Bridget Robb of the British Association of Social Workers welcomed the scheme as offering the "potential to attract new talent into the profession".
However she voiced concerns about trainees going straight into hands-on work after only five weeks of initial training.
"There continue to be enormous challenges in the proposed timescale to prepare people with sufficient academic and practical experience for safe practice."
She added that the workload and conditions of social workers had to change so that skilled staff remained in the profession: "We cannot go on ignoring social workers when they speak of excessive caseloads and paperwork - and no time to see the service users including children - or resources to help families."
Raising standards In her 2011 report into social work, Prof Eileen Munro called for social workers' expertise to be developed. She said that people had "underestimated how much skill is needed to do good social work".
Prof Munro also recommended that a chief social worker, similar to a chief medical officer, should be appointed to report directly to government and liaise with the profession.
Isabelle Trowler, who transformed children's services in the London Borough of Hackney, has been appointed England's first Chief Social Worker.

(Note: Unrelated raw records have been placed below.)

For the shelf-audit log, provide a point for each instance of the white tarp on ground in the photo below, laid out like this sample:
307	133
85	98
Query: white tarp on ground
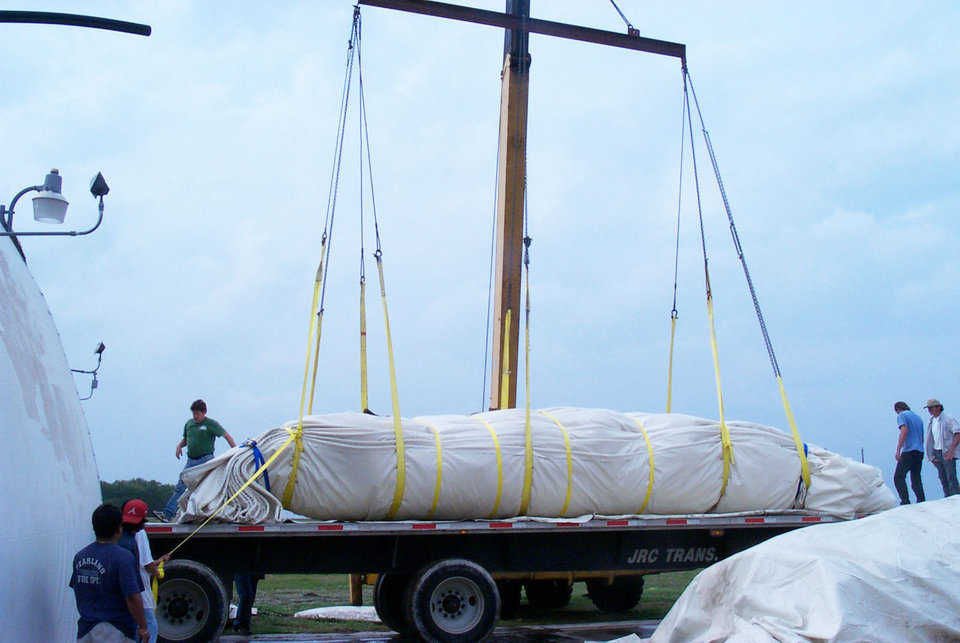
891	577
473	465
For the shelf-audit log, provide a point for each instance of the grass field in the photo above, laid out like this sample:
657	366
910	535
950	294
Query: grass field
280	596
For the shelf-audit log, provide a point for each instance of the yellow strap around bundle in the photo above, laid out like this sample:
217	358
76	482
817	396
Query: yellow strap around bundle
395	398
804	465
436	487
646	438
496	446
725	441
566	444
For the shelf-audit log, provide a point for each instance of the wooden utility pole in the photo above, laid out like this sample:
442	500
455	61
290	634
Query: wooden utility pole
511	192
511	170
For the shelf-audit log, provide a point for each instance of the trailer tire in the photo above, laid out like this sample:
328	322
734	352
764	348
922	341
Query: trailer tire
548	594
191	603
453	601
621	595
388	596
509	598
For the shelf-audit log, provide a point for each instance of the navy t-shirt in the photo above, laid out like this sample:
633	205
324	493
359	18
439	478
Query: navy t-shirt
103	575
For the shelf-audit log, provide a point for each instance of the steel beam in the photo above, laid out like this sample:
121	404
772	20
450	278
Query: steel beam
533	25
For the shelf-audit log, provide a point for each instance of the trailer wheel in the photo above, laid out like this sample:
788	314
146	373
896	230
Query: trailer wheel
509	598
191	603
452	601
388	596
548	594
618	596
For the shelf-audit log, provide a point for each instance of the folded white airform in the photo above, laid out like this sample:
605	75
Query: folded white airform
580	462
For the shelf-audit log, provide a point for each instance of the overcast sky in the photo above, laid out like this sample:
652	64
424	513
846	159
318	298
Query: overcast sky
834	125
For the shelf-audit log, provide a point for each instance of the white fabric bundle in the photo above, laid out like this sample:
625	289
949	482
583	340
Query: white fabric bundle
887	578
585	461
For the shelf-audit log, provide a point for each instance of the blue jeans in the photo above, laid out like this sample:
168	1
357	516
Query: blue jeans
170	509
151	616
246	595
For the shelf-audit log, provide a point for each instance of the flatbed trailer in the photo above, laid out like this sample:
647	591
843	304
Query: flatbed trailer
450	581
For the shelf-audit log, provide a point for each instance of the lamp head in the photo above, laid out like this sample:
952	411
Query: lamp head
49	205
98	186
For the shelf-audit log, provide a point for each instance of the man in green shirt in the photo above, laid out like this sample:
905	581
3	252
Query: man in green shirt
199	435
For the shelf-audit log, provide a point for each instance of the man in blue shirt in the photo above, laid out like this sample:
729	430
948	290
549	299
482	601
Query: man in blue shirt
107	584
909	453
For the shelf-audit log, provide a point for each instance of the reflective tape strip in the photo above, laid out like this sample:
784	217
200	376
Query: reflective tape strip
566	444
496	446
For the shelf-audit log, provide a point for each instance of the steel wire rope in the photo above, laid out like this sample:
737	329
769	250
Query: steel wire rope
800	446
726	443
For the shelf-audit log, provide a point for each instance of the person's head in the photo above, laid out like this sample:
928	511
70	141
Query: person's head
134	515
934	407
199	408
106	522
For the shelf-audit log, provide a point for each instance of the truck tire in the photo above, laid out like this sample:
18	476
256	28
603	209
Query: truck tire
452	600
509	598
621	595
191	603
548	594
388	597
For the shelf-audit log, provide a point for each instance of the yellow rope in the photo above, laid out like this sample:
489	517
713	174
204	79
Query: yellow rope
646	439
673	332
363	346
727	444
246	484
395	397
496	446
804	465
566	443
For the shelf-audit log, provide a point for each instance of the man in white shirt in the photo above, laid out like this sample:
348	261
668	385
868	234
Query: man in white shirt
943	436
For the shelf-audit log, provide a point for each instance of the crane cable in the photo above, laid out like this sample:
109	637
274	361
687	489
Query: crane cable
676	258
798	442
726	443
320	280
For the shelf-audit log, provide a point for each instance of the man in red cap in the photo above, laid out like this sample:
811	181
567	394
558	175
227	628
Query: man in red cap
134	540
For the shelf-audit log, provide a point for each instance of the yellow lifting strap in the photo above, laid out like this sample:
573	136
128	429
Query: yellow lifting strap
246	484
528	437
673	333
395	398
646	438
436	487
727	444
505	364
316	352
804	465
363	346
155	582
297	434
496	446
566	444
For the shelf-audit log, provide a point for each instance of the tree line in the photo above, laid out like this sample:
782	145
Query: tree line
154	493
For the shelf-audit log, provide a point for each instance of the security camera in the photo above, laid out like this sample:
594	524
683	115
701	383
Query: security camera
98	186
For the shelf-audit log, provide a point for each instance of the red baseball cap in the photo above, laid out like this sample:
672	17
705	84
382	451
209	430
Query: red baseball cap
134	511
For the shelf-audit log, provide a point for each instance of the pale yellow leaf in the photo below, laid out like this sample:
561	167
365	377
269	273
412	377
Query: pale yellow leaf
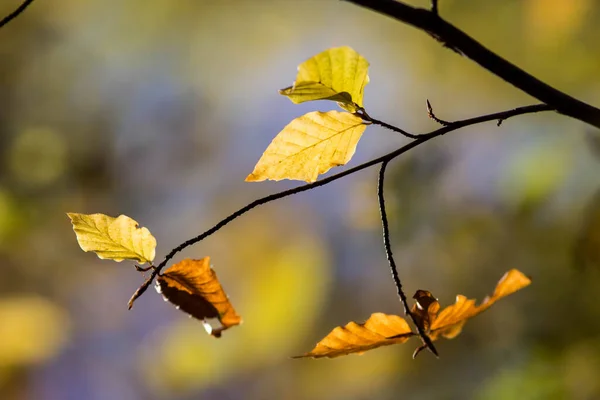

"I want to raise standards throughout the profession", said Ms Trowler who will take up her post later this year.
She said: "I know the best social work can transform lives but too often we only hear about the things that go wrong."
She said her new job was a chance to "champion social work as well as challenge the profession, its employers and educators too, to deliver the very best for families".
Announcing the appointment, Mr Gove said: "Good social workers literally save lives; the bad can leave them in ruins. I am delighted that Isabelle Trowler has agreed to lead our reform programme; to challenge as well as to champion the profession so that vulnerable children and families are better protected."
"I am also very pleased to announce our support for Frontline, an exciting proposal and a real challenge for the brightest applicants who will have the privilege and satisfaction of helping improve the lives of the most vulnerable children in the country."